La infanta Cristina e Iñaki Urdangarin
Los duques de Palma, paseando por las calles de Barcelona, en una imagen reciente. GTRES

La infanta Cristina firmó un contrato de alquiler en el que ella misma era arrendataria y arrendadora para generar gastos falsos de Aizoon y desviar fondos públicos de Nóos. Así figura en una inspección que la Agencia Tributaria ha aportado al juez del 'caso Nóos' y que publica este lunes El Mundo.

Con estos nuevos datos sobre la mesa, el juez instructor del caso tendrá que decidir si vuelve a citar como imputada a la infanta Según lo publicado por el diario, la hija del rey firmó un contrato fraudulento junto a Urdangarín para hacer creer a Hacienda que el palacete de Pedralbes, residencia de los duques de Palma, era sede de las oficinas de Aizoon, la sociedad que comparten la infanta Cristina y su marido.

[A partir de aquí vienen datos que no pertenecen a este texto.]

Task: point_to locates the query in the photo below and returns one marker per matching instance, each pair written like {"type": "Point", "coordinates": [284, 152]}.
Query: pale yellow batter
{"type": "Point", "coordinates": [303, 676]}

Según este acuerdo, se pagaban a sí mismos 12.000 euros al año durante un plazo de cinco años, además de una fianza de 2.000 euros en metálico.

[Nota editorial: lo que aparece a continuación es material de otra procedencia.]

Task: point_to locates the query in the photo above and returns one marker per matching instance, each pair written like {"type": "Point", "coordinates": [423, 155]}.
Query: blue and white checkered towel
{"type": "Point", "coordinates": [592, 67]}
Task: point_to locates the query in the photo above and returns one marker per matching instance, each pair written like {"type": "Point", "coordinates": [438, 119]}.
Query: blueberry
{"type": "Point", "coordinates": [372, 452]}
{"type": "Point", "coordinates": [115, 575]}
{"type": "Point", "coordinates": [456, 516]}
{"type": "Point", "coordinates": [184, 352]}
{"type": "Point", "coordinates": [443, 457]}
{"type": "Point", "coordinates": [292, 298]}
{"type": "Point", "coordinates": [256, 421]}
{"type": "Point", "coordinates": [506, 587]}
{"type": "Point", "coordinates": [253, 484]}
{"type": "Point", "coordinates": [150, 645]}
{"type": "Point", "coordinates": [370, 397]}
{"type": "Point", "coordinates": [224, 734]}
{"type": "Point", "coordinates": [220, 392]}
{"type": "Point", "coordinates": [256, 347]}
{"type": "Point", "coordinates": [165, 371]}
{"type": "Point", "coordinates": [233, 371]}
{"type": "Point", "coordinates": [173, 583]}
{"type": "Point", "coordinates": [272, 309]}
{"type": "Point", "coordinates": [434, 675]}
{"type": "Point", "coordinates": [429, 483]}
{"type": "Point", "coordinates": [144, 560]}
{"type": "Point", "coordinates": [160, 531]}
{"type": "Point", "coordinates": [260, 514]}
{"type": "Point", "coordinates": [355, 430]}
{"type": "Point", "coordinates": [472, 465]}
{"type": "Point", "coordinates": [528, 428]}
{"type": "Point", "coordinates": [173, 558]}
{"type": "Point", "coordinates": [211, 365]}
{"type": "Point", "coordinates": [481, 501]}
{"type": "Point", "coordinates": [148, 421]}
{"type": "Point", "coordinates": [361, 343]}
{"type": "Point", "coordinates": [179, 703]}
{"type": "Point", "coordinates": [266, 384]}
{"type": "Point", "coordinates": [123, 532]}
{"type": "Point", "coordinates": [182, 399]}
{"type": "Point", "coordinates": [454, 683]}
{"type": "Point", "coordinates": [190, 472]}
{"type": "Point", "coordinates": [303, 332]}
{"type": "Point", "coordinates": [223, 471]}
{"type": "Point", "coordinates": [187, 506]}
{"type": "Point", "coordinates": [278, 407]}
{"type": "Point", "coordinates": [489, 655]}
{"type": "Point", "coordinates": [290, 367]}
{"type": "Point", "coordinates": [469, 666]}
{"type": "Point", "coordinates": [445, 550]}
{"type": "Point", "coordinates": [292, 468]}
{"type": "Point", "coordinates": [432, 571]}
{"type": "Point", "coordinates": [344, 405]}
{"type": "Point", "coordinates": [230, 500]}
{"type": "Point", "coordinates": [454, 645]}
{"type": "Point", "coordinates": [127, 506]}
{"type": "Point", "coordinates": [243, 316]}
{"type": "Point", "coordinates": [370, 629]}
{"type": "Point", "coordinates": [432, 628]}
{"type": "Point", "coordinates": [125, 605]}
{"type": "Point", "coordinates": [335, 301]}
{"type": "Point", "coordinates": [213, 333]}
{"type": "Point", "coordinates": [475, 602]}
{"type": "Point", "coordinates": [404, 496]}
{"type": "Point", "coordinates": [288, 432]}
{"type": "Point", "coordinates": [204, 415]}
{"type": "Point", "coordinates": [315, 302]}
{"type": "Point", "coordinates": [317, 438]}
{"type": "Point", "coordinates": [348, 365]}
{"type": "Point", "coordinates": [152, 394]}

Con esta pirueta fiscal, explica el rotativo, los duques pagaban menos impuestos al reducir los beneficios declarados por la empresa y, además, desviaban a sus bolsillos dinero público del Instituto Nóos.

El documento presentado por la Agencia Tributaria al juez Castro demostraría la presunta implicación de Cristina de Borbón en el 'caso Nóos' y podría servir para desmontar los argumentos con los que Anticorrupción,  la Abogacía del Estado y la propia Agencia Tributaria defendían que se anulara la imputación de la infanta. El pasado mes de mayo, se suspendió dicha imputación al considerarse que la duquesa de Palma no podía considerarse cooperadora "por el solo hecho de ser socio no administrador de una sociedad".

Hace apenas dos semanas, se conocía también que los duques utilizaban las cuentas de Aizoon para sus gastos personales. La infanta y su marido pagaron safaris, vino, clases particulares, hoteles y cenas a través de su sociedad y lo declararon como rendimiento de la empresa.

Con estos nuevos datos sobre la mesa, el juez instructor del caso tendrá que decidir si vuelve a citar como imputada a la infanta por delito fiscal y blanqueo de capitales.